In the same way that popular posts can be uprated on Reddit, liked on Facebook, or commented on in Asana, valuable data sets, trusted and clean numbers can be preserved and assigned trust ratings. That way the business preserves knowledge and speeds the process of getting to the right answers faster, time after time.
Most analysts spend more time searching for information that may be relevant to their analysis than on the analysis itself
This is important. Too much time spent on the front end translates to inefficiencies and delays in answering critical business questions and, in turn, implementing the actions that can improve the bottom line. And often, others in the organisation may have already collected the same information or performed a similar analysis, but colleagues have no good way of finding it. In many cases, if they can’t find it, they re-create it. This is obviously an inefficient use of time and effort. Data assets and resulting information proliferate, thus compounding the problem and creating inefficiencies and delays in answering critical business questions. It’s a pickle without the right collaborative solutions – and the collegiate culture needed to make them work.
Ideally, any new functionality should be aimed at changing how business analysts discover, prioritise, and analyse all the relevant information in their organisation. Not to get too far from measurable metrics, but it should simply bring back the fun of allowing people to do their jobs better. There is a thrill to the analytic experience where data and human insight interact. But without the ability to easily get to and enjoy the most challenging and rewarding parts of the job, analysts may feel less empowered, and less engaged with the work, and lose the ‘flow state’ we all strive to achieve.
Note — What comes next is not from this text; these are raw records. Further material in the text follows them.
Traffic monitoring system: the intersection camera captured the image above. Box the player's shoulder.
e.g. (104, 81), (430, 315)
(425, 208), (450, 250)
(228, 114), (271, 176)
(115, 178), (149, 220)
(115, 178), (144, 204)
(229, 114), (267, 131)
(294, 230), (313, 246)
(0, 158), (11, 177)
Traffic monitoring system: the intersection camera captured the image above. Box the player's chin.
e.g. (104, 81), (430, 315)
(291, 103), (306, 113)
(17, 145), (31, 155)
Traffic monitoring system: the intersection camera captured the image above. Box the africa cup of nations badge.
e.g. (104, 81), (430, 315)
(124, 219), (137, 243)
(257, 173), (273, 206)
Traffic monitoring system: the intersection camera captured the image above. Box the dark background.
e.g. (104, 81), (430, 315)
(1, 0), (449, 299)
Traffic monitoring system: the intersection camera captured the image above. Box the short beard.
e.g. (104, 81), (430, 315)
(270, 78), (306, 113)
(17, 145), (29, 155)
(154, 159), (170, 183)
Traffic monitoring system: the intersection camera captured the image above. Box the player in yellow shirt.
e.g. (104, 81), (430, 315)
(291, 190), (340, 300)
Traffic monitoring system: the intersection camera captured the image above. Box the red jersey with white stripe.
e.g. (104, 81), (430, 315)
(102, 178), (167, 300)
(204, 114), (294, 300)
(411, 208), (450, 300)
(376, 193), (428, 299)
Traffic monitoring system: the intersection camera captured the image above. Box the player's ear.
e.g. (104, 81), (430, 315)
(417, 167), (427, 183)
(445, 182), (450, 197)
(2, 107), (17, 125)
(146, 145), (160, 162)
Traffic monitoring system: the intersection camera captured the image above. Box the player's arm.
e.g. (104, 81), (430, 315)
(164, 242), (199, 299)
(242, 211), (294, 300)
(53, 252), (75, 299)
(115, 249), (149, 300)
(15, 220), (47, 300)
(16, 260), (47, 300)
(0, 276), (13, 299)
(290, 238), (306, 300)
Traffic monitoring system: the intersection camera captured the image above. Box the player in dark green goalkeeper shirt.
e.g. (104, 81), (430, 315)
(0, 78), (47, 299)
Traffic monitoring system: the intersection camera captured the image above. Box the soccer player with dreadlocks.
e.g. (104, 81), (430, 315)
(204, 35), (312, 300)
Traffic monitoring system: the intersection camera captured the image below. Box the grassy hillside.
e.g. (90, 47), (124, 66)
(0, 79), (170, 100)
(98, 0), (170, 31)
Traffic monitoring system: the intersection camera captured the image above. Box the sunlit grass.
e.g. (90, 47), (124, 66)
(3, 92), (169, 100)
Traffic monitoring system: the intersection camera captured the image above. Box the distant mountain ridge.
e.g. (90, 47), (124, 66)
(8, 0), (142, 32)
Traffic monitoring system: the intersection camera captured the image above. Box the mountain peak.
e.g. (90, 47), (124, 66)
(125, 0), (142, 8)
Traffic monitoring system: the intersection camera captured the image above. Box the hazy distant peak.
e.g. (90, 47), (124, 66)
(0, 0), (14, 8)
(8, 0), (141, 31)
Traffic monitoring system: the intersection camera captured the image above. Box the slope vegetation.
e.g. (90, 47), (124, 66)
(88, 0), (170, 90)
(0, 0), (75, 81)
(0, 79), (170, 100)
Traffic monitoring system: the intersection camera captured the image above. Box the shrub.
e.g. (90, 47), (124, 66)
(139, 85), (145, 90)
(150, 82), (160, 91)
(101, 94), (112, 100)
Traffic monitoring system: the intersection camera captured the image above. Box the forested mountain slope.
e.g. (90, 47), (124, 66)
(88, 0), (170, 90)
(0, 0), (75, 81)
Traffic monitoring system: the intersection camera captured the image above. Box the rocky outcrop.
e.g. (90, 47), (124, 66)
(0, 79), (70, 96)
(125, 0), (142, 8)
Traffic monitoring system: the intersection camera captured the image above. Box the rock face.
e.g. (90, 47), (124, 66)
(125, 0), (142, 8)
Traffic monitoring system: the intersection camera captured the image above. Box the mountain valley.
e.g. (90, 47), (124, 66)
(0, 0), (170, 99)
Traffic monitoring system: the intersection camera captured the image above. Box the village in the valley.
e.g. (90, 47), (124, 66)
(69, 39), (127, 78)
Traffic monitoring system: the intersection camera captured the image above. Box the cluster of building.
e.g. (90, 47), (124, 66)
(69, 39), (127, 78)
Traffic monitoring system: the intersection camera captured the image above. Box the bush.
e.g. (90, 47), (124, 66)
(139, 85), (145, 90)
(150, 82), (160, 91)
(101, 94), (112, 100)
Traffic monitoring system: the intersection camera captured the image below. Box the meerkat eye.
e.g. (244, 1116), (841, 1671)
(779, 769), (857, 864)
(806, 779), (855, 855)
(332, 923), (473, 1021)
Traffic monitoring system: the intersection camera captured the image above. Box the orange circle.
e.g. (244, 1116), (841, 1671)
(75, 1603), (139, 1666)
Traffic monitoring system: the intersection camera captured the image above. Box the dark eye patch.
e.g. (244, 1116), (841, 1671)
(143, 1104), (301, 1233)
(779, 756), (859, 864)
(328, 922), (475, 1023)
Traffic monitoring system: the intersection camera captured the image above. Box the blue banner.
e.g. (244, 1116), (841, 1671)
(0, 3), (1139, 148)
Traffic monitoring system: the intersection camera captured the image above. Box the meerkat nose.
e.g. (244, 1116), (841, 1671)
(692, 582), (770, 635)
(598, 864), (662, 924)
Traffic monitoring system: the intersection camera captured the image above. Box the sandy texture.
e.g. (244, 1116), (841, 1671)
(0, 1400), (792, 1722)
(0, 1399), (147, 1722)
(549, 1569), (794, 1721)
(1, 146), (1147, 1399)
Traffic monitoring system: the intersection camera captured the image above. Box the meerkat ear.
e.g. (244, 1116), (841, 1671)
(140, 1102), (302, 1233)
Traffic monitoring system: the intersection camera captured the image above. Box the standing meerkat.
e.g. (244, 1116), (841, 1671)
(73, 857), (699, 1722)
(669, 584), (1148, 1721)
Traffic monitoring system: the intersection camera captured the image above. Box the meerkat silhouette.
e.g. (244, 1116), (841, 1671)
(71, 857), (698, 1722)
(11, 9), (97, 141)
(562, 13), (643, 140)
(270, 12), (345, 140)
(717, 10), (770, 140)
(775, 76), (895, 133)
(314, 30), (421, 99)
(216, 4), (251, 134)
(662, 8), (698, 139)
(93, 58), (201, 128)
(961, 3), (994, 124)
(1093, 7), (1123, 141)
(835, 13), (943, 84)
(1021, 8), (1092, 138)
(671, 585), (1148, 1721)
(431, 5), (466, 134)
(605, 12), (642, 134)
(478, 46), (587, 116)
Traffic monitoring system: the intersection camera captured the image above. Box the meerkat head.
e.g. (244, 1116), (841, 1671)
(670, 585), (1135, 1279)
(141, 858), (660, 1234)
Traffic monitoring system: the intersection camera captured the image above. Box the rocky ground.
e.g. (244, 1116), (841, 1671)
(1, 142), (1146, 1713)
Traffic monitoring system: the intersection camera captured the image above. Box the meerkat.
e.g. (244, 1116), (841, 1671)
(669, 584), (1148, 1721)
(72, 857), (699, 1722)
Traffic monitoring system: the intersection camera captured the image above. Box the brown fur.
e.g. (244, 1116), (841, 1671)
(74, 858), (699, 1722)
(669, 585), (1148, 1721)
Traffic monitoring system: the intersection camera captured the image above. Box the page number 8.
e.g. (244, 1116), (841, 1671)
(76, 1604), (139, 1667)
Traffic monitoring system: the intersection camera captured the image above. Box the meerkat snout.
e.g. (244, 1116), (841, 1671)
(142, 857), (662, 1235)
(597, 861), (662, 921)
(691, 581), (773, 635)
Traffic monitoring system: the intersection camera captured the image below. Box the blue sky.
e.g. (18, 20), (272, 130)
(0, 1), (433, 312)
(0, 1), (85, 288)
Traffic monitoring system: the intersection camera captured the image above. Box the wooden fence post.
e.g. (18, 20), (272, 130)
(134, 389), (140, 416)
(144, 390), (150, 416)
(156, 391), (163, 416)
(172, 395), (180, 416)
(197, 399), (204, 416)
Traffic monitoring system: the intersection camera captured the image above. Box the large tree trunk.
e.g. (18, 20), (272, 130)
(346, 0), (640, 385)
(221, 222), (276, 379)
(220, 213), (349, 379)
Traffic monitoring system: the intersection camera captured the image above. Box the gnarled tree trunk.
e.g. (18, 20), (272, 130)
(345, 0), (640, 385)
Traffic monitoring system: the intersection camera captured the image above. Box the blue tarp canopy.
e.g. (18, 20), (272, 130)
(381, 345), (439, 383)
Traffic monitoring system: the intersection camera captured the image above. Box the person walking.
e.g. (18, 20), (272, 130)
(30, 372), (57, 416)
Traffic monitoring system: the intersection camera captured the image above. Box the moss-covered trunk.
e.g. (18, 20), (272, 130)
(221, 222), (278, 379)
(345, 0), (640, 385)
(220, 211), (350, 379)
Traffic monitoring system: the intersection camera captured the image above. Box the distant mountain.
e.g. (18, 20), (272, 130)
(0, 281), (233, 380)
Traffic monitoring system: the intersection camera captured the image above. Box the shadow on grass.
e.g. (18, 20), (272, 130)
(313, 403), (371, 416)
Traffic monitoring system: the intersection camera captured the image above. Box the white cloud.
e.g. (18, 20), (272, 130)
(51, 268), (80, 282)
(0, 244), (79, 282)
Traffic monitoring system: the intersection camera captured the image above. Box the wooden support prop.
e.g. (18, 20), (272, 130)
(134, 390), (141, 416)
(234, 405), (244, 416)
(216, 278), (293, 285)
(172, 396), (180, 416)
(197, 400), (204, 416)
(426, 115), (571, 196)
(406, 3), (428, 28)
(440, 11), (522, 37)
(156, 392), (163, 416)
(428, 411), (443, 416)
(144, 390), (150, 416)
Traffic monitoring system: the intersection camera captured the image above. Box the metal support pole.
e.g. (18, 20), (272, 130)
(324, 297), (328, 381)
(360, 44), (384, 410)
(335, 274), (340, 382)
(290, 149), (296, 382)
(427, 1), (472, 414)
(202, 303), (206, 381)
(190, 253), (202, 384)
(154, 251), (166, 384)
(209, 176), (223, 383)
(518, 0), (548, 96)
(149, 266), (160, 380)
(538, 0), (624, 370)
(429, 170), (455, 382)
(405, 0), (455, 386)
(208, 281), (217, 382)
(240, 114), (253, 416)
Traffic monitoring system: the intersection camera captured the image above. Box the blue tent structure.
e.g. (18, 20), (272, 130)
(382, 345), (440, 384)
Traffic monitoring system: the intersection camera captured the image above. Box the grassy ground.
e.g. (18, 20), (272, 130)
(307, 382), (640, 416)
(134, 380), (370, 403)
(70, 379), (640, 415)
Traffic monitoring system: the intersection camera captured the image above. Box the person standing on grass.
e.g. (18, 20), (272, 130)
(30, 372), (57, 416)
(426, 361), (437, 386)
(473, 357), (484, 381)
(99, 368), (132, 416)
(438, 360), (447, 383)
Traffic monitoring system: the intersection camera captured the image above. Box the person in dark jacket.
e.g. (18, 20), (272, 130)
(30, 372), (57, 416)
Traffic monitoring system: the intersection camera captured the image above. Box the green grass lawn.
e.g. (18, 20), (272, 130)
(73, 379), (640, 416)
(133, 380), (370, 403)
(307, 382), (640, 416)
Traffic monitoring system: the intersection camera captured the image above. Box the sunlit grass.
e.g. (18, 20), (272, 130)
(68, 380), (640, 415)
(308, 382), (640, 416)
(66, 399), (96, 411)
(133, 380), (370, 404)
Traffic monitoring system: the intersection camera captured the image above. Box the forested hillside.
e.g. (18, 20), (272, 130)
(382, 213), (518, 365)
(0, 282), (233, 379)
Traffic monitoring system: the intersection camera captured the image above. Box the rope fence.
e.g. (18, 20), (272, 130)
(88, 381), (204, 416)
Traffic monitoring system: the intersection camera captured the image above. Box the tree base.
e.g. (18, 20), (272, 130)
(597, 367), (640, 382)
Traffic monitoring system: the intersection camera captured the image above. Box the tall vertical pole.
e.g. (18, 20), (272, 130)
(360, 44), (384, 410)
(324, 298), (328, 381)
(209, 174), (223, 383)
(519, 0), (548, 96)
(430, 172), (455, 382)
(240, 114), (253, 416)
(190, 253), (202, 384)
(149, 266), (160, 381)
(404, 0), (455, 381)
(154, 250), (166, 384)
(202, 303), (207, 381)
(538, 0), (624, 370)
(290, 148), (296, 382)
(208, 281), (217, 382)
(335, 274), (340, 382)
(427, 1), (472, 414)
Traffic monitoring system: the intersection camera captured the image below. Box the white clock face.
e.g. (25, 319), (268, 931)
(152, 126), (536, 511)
Best practices for searching, and finding, what you need
Although organisations are generating, storing, and accessing more data than ever before, this data is often hidden to the people who need it to make critical business decisions. Sometimes the data conflicts with what people think they know, calling its trustworthiness into question. It’s important to have some clear guidance.
Investigate everything in the analytic process. Search to find and reuse information contained across analytic applications, workflows, macros, visualisations, dashboards, and data science models. Resources should be returned to where they have proven their value.
In a pinch, only use trustworthy, vetted, and curated information. By doing so analysts reduce the time spent searching for impactful data and assets, and avoid ones that have been rated poorly by others who have been there before.
Utilise your organisation’s tribal knowledge. Discover the types of information your data contains, where the information comes from, who is using it. This may be most easily done via a data platform, though it’s possible to curate such resources by hand – if you have the time, and a limited, slow moving data environment. This is the difference between a long search and a quick ‘find’. A ‘business glossary’ – where you establish business definitions, terms, rules, or processes to ensure data governance and consistency in data and analysis – may prove a great way to make this happen in a controlled and useful way.
For the larger and more complex organisations, guidance is important, but even more important is the culture. But over a certain size even best practices and the best cultures won’t keep up with the volume, velocity and variety of data. That’s when the platform becomes paramount.
But make no mistake, any size of business can lose time with inefficient data search and find. We can all use the extra time gained by making better decisions faster to drive more positive change for our organisations.